上村:小学校のときに好きだった時間がクラブ活動の時間なんです。部活とは違うもので、月に1回、好きなものを選んでやるあの時間が好きでしたね。ああいう時間がもっとあれば、いろいろなことに触れられるのになって思ったり。
大石:ちなみに、何に入っていたんですか?
上村:お菓子が食べたくて、茶道部に入ってました。笑
小泉:私も料理部、バトン部とかで、今でもちょっと回せるんだけど。1年間やっただけでも習得できるものってあったりするじゃないですか。あれよかったよね、私も好きでした。自由に選べるっていうのも、大人になった気分になれるっていうかね。
上村:部活とはまた違って、1年に1回くらい自分に選択権があるって言うのが嬉しかった気がします。
小泉:そうですよね。
上村:そして、多様化が叫ばれる中、世の中が大きく変化しているにも関わらず説明もないまま謎のルールや校則を生徒に強いる学校は、少なくありません。例えば…「靴下の長さは膝からくるぶしの1/3以下の長さ」「下着は白」「ダウンジャケット禁止」「恋愛禁止」など。みなさんもつい首を傾げたくなる校則、学校にありましたか?
小泉:私たち、ド昭和じゃないですか。
大石:はい、ド昭和。
小泉:だから、スカートの丈とかが長い時代ね。
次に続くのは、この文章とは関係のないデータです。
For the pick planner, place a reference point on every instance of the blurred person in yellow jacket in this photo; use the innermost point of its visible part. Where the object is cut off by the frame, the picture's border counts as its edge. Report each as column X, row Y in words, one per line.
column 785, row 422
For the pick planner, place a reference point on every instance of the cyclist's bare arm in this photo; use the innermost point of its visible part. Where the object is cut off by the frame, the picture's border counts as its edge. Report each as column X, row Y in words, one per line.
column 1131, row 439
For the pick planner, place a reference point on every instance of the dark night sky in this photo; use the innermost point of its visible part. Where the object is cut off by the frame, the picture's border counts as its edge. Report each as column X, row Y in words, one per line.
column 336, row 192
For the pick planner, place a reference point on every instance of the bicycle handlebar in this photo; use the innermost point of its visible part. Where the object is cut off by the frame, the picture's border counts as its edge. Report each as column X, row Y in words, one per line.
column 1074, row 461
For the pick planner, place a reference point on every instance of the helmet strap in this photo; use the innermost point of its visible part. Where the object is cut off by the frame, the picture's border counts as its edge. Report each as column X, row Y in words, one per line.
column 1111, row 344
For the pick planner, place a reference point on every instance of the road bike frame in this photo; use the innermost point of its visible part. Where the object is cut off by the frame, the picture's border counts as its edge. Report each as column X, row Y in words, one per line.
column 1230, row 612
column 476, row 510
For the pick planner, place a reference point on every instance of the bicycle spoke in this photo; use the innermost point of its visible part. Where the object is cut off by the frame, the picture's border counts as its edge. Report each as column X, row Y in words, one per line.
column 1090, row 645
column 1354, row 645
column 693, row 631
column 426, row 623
あとは髪の色とかはあった気がするけど。なんか、「破るのがルールだぜ!」みたいなムードがもうちょっとおおらかにあったかなっていう気はしますけど。笑
大石:ちなみにきょんさんは?
小泉:私は割と、スレスレを行くっていう感じで。
大石:なるほど、はい。笑
小泉:でも、「下着は白」「靴下の長さは膝からくるぶしの1/3以下の長さ」とかは、「今なの?」っていう。
大石:ね、ほんとですね。
小泉:白い下着なんて、なかなか…逆にハードル高くないですか?あんまり売ってないよ。あと、ダウンジャケットとかって軽くてすごく便利なものじゃないですか。寒い地方なんか特に。
上村:学生の子って、みんなダッフルコートとか着てますよね。
小泉:重いし、大変ですよね。お洗濯とかも大変じゃないですか?負担をかけているのは良くないなと思ったりします。
上村:そんな中、全国で増えているのが「ルールメイキング」。学校で決められている校則やルールについて、児童・生徒が主体的に関わりながら見直していこうという取り組みです。校則やルールに対する抗議ではなく、疑問に思う校則について1人の生徒が声を上げ、生徒と教員の間でコミュニケーションを重ねていきます。2019年に認定NPO法人カタリバが取り組みをはじめ、今年7月の時点で400校を超える学校で実践されているということです。
小泉:こういうことも、さっきの話につながりますよね。自分たちで主体となって、自分たちが疑問を投げかけていくことが成立したら成功体験として人生にすごく、いい影響が出る気がしますよね。
大石:学校だけじゃなくて職場でも、社会でも、いい経験に。
小泉:負けることも、いい経験だし。勝つことも、経験だし。これ、もっと広がって欲しい気がしますね。
M) 学園天国 / 小泉今日子
東京工科大学デザイン学部の”先生たち”が商品開発
クラフトビール「白蒲田」
お悩みから視点を広げて、こんな話題も紹介しました。
上村:今年7月に発売されたばかりのクラフトビール「白蒲田」。蒲田が発祥とされる羽付き餃子に注目して「飲茶的ビール」「仲間と語り合う瓶ビール」というコンセプトのもとで作られました。この商品開発を手掛けたのは東京工科大学デザイン学部の先生たちです。プロジェクトの中心メンバー小田敬子准教授にお話を伺いました。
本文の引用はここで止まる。